En el fondo mismo de la tratoría antiquísima de Nápoles -aunque modernizada con el gusto que sólo tiene el ojo del artista- los camareros aparecen, rubios y morenos, tarareando muy bajito, casi musitando, canciones populares italianas. Sorprende y ensancha el ánimo oír tan rítmicas, pegadizas y cálidas voces llenar un espacio que es una bóveda de cañón desprendida de alguna sala vaticana, aunque tapizada de cortinajes barrocos y aromada de alcachofas voladoras como bocados de leche que buscan el paladar más ansioso. Las notas vocales tan sencillas de aquellos chicos se transforman en mínimas salsas jugosas que hacen de sus pastas bocados imborrables. (Ah, la salsa napolitana).
En un caserío próximo a Tolosa, entre obras de la autovía próxima y los barros que producen las suelas de las grandes máquinas, nos recibe ella con una sonrisa en su cara color de manzana y un vaso de leche en cada mano. «Es de Fabiola, acabamos de ordeñarla, aún está tibia». Esos dos sorbos de leche son de leche y el principio de toda la mítica de la buena leche: la nata, el requesón, el queso de los miles de matices… Un mantel de cuadros, el chacolí en la cubeta con agua del tiempo y los dos cogotes para entrar en el horno. ¿Puede ocurrirnos algo que no sea maravilloso en casa de Naiara? Imposible. A modo de tarjeta para el recuerdo, nos trae dos botes de mermelada de fresa hecha por ella. De esa manera descubrimos que el sol también se suelta a gusto por los valles del Goyerri.

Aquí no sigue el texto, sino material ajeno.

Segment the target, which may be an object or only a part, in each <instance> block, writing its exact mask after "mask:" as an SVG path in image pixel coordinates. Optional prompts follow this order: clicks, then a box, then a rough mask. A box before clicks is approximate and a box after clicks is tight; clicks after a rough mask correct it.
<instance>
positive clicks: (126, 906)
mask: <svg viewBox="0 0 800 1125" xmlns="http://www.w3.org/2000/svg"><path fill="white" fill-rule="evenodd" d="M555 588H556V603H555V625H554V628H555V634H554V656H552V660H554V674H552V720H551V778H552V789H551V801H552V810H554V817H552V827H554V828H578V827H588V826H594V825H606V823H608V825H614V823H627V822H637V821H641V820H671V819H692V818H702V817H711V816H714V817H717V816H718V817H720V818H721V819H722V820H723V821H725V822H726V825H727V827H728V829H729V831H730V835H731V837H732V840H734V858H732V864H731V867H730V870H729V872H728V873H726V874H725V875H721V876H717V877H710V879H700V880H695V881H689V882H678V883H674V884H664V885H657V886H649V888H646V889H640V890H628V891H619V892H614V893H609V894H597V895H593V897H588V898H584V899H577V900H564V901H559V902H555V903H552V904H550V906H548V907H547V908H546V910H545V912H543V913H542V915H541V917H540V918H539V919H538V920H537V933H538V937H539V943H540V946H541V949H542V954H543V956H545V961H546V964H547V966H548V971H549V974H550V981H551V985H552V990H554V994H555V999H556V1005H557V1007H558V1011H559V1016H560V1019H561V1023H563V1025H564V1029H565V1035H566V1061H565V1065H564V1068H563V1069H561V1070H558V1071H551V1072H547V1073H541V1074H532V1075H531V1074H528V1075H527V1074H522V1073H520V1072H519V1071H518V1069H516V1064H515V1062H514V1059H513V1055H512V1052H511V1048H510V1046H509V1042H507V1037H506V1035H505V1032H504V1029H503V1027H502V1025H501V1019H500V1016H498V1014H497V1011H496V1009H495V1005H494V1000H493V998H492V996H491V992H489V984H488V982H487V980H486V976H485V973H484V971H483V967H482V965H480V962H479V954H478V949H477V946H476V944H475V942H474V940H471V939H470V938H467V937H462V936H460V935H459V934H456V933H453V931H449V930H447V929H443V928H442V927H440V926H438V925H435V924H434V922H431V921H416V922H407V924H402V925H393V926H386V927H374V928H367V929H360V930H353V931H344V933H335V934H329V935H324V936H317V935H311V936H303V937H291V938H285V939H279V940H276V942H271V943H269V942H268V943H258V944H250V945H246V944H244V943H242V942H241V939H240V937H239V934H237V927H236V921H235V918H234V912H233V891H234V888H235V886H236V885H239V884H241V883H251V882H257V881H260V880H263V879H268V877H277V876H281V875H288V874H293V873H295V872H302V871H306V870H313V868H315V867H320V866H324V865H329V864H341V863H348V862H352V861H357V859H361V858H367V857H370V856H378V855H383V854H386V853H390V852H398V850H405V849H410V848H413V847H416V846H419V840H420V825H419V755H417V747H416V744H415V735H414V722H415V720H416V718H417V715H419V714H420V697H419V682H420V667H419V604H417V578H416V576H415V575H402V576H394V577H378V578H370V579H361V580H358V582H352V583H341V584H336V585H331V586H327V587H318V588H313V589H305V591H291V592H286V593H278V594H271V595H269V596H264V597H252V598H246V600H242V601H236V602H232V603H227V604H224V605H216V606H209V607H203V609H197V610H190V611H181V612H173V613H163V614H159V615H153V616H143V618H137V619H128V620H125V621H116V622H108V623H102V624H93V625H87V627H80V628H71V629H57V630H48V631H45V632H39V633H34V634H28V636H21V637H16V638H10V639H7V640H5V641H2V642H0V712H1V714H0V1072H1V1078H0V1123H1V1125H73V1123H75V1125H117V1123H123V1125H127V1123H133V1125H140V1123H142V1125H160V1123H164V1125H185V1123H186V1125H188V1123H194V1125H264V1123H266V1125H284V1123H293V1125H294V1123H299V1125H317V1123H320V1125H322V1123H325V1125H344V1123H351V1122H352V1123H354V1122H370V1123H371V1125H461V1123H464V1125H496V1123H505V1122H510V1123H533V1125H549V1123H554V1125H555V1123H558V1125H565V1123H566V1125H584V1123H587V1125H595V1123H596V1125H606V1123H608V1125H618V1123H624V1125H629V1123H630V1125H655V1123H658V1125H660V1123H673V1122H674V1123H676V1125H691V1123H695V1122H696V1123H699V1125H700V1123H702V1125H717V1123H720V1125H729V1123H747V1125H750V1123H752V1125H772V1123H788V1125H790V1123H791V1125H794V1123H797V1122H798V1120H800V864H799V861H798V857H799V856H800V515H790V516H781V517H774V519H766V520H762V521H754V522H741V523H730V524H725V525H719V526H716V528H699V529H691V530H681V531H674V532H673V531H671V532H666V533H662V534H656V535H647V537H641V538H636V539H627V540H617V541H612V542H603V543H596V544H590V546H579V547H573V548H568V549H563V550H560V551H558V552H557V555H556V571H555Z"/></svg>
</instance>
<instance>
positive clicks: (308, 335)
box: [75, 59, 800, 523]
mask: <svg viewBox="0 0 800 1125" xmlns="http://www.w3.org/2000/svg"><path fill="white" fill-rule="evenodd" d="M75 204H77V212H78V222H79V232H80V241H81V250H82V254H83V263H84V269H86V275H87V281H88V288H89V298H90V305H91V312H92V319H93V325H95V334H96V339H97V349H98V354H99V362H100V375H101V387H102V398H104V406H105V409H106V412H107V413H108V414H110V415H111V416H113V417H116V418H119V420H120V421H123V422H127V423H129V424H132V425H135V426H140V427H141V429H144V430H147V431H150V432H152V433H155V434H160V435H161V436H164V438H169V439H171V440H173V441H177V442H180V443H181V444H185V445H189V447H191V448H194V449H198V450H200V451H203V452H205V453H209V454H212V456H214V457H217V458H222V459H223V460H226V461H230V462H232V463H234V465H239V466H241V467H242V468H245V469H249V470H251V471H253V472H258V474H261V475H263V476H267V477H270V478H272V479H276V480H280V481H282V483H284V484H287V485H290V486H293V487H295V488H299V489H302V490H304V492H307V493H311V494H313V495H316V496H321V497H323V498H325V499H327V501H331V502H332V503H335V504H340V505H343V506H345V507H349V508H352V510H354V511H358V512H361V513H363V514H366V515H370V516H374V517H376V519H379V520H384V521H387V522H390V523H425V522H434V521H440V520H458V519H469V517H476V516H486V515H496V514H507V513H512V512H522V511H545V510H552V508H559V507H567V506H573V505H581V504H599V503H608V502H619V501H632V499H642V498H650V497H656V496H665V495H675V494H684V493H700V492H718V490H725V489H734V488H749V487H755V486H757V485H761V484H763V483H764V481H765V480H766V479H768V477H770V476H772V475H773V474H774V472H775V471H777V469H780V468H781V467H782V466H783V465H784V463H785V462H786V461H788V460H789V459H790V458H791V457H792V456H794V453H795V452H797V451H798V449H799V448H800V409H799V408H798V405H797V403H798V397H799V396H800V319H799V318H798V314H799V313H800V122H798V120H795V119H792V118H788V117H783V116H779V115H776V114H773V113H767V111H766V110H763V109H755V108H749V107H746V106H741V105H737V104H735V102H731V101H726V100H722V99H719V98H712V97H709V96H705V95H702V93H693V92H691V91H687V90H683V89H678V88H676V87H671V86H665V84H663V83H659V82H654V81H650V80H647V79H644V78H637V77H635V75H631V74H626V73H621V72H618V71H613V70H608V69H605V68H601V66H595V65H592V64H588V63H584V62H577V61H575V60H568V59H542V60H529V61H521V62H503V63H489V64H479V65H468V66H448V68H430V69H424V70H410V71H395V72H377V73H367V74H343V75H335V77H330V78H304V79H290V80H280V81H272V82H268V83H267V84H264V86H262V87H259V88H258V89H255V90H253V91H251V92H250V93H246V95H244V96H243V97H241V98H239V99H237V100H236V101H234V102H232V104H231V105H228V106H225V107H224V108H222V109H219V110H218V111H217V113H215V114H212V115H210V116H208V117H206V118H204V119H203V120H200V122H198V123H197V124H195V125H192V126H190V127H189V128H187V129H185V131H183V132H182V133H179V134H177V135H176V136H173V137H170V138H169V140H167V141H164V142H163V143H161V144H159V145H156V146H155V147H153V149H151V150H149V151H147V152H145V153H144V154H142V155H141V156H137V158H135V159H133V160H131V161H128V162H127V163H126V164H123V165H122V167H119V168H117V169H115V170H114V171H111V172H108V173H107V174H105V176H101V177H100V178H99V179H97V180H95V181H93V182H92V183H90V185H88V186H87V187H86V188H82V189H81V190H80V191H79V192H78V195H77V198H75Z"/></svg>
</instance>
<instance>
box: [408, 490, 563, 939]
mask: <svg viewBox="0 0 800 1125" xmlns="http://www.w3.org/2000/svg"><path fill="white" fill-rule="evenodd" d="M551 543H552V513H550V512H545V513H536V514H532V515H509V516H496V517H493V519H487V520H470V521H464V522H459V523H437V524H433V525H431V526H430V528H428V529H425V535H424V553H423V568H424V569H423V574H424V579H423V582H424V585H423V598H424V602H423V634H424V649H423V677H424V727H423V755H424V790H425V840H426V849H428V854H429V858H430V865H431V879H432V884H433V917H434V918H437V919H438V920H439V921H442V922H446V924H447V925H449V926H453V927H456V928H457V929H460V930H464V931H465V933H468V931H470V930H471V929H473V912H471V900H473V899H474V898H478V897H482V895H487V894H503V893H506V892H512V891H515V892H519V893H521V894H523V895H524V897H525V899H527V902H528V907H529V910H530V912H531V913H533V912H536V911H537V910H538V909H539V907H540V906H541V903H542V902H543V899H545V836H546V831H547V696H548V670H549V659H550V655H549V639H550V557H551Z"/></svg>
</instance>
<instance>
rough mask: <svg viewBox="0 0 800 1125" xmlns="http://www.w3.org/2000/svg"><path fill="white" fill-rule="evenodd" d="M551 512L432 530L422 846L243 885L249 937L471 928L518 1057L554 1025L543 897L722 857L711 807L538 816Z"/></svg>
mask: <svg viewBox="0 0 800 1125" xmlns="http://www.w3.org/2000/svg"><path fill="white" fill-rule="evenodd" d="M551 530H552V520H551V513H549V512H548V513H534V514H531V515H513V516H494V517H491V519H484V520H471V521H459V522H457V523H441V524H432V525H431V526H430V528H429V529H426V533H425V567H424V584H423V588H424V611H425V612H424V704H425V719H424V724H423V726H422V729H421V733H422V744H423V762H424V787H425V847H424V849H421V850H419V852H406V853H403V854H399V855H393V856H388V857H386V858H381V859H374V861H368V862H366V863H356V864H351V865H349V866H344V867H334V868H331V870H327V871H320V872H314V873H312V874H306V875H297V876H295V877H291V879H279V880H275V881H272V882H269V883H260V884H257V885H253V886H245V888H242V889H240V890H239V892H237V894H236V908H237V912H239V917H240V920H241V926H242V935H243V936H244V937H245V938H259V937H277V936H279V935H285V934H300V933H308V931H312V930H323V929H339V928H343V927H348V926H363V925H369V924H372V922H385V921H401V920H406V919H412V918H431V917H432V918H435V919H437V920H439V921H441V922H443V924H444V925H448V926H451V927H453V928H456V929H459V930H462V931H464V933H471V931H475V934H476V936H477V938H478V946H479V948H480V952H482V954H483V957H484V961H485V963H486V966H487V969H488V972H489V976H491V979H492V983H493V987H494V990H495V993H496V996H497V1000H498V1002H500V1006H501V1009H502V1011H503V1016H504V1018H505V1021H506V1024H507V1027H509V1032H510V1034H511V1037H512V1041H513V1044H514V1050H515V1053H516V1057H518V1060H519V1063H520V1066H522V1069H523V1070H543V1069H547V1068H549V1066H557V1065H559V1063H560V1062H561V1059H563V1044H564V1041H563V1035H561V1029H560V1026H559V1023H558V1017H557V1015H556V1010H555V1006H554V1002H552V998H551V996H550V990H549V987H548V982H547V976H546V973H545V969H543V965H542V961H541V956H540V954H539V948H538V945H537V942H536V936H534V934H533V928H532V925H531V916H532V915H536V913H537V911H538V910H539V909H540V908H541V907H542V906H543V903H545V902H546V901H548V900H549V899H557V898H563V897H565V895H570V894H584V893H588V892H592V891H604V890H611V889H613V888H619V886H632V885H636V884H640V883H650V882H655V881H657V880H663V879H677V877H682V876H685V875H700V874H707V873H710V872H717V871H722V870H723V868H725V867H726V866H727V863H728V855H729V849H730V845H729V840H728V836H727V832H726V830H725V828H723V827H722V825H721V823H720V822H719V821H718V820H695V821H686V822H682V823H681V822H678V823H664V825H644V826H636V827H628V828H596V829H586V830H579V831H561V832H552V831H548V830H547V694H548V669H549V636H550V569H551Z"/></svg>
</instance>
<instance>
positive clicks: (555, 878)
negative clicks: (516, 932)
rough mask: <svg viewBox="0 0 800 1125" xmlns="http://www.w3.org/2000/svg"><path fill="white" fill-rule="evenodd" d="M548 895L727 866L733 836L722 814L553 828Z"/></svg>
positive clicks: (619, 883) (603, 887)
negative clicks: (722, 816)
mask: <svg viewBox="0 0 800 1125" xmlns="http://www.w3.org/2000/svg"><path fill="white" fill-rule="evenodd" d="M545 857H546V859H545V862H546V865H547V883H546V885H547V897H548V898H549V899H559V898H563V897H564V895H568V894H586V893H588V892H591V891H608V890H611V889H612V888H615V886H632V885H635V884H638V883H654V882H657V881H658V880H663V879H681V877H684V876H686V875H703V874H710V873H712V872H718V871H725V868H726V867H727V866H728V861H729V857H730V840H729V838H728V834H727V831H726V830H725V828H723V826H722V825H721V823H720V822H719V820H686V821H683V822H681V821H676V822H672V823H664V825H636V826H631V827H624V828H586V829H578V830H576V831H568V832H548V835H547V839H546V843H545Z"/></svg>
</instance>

Nos ocurrió en el tabanco jerezano de El Pasaje, un local en el que han quedado encapsulados los años veinte del siglo pasado. El gitano, entre la penumbra de la media tarde a cubierto de la solanera, nos llama: «Está cerrado, pero ya que han entrado sin violencia…». «Estábamos curioseando… No somos de aquí». «Ya veo, ustedes son payos de Madrid p’arriba. ¿Qué quieren?”. «Bueno…». Abrió las hojas de un ventanal y la luz entró como un torrente bueno. Luego nos puso dos copas de amontillao ordeñadas de una cuba. «¿Unas almendrillas o unas rajitas de chorizo?». Se arrancó a contarnos historias de El Pasaje, que va para el siglo. Una hora más tarde salimos borrachos y felices a las calles como calderas de Jerez.
La chica del restaurante Mama Campo, con el regalo inmenso de su sonrisa, removió estos y otros muchos recuerdos dichosos del ya muy largo trajinar por comedores, terrazas y porches con olor a ajo y manchas de vino en las tarimas. Además, en este local chiquitito y mimado por la originalidad de su decoración, se comen francamente bien sus productos naturales y ecológicos. Son especiales sus carrilleras y la dorada y las planchas de verduras (los puerros uuuuhhhmm). Es toda una sorpresa. Cuesta reservar. Otro de sus camareros, simpático y acogedor, lleva coleta a lo Pablo Iglesias. Cuando la restauración va de aquella manera, da gusto comprobar que a algunos les marcha bien. Mama Campo es algo así como el Podemos de los fogones: un éxito. Seguro que en el talismán de la sonrisa de la camarera morena está parte del secreto.